Il project financing è insomma un sistema di garanzie pubbliche e di utili privati, ed è un sistema a debito in cui la leva finanziaria arriva per il 90% dai proponenti ed il settore pubblico, mascherato in società di diritto privato, è costretto a restituirlo alle banche a tassi d’interesse molto maggiori di quelli che pagherebbe in quanto Stato. I comuni vi ricorrono di continuo perché ciò consente loro di ricevere soldi nell’immediato, di chiudere i bilanci in attivo in quanto gli investimenti privati sono esclusi dai vincoli di stabilità e di vantare in campagna elettorale la costruzione di “importanti” infrastrutture. Così facendo però non fanno altro che spostare in avanti i costi e le tariffazioni che scaricheranno maggiorate in futuro sugli utenti. E i costi emergeranno dopo, con il pagamento dei canoni che le Pa pagano ai privati per usufruire dei servizi, mentre già tutte le comunità ne pagano i costi sociali e ambientali. Secondo l’Osservatorio nazionale dei contratti pubblici, la cifra risultante dai contratti di pf che andrebbe sommata all’effettiva contabilità pubblica e al rapporto deficit/pil ammonta a 200 miliardi di euro. Niente su cui scherzare, insomma…

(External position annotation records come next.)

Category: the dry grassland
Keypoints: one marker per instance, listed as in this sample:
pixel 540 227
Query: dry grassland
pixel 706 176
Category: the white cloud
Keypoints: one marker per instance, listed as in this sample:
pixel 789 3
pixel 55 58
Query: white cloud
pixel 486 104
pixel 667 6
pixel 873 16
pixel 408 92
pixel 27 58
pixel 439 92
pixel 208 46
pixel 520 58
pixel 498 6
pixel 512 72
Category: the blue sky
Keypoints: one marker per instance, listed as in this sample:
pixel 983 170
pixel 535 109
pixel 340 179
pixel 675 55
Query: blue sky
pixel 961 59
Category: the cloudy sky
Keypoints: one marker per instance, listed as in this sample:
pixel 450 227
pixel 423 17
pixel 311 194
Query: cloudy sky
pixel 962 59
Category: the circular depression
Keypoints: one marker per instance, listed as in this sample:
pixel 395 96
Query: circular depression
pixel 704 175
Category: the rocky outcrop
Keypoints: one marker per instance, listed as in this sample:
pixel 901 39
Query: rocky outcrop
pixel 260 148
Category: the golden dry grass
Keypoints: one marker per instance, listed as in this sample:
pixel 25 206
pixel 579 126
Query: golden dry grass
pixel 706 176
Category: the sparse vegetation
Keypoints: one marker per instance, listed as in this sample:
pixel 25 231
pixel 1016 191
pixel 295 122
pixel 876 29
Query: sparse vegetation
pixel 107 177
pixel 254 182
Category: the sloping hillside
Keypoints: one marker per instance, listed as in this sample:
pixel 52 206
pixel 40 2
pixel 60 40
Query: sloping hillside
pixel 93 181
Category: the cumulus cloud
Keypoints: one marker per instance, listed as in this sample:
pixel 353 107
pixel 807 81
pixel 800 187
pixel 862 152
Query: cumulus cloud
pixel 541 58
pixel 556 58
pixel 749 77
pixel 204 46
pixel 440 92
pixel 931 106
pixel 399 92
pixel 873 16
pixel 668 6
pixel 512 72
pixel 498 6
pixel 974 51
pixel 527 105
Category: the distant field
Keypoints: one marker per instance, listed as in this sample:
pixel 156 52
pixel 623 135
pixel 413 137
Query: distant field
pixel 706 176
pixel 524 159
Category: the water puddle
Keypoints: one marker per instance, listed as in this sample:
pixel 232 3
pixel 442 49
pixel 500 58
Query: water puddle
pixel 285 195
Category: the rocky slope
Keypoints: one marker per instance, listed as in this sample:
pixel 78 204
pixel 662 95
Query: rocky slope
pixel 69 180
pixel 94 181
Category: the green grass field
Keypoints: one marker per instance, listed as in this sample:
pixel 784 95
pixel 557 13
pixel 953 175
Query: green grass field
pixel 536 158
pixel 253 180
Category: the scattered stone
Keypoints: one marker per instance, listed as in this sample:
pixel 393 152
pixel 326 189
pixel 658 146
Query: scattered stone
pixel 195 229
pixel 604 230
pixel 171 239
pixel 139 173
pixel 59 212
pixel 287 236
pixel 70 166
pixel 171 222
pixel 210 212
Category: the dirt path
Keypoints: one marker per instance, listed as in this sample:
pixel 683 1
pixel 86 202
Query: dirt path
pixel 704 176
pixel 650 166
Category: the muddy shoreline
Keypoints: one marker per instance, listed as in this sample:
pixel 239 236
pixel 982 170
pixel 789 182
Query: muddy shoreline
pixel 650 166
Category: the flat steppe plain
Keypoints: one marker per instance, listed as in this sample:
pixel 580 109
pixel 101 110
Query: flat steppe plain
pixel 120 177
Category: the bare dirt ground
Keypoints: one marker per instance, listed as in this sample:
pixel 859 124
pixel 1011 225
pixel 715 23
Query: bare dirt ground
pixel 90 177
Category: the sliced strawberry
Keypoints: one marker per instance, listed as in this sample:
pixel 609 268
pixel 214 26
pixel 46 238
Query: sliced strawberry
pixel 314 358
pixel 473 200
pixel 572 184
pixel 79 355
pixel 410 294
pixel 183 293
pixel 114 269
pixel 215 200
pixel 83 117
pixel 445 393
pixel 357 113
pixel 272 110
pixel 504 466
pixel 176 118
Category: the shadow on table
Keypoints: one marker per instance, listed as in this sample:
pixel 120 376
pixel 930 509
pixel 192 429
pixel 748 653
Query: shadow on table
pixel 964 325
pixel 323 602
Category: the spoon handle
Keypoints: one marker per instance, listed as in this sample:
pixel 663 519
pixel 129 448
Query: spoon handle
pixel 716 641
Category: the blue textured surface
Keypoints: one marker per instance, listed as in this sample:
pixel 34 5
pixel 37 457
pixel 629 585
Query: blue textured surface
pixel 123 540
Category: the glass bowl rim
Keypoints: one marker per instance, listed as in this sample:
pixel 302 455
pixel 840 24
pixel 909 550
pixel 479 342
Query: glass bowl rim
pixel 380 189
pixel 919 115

La spinta nei confronti delle grandi opere viene dal grande capitale che per funzionare ha bisogno di costruire, di produrre, che non può mantenersi attraverso opere di manutenzione e restauro del territorio, un’attività diffusa che poggia sulla piccola e media impresa. Esso non ha bisogno di migliorare le strade esistenti, ma di costruirne di nuove, sempre più grandi, sempre a pagamento a pedaggi sempre più cari, per divorare nelle sue fauci anche quel poco territorio che ci è rimasto. Solo nel presente questo modello funziona, garantisce il privilegio, ma il suo peso enorme si scaricherà inevitabilmente sul prossimo futuro, sui nostri figli.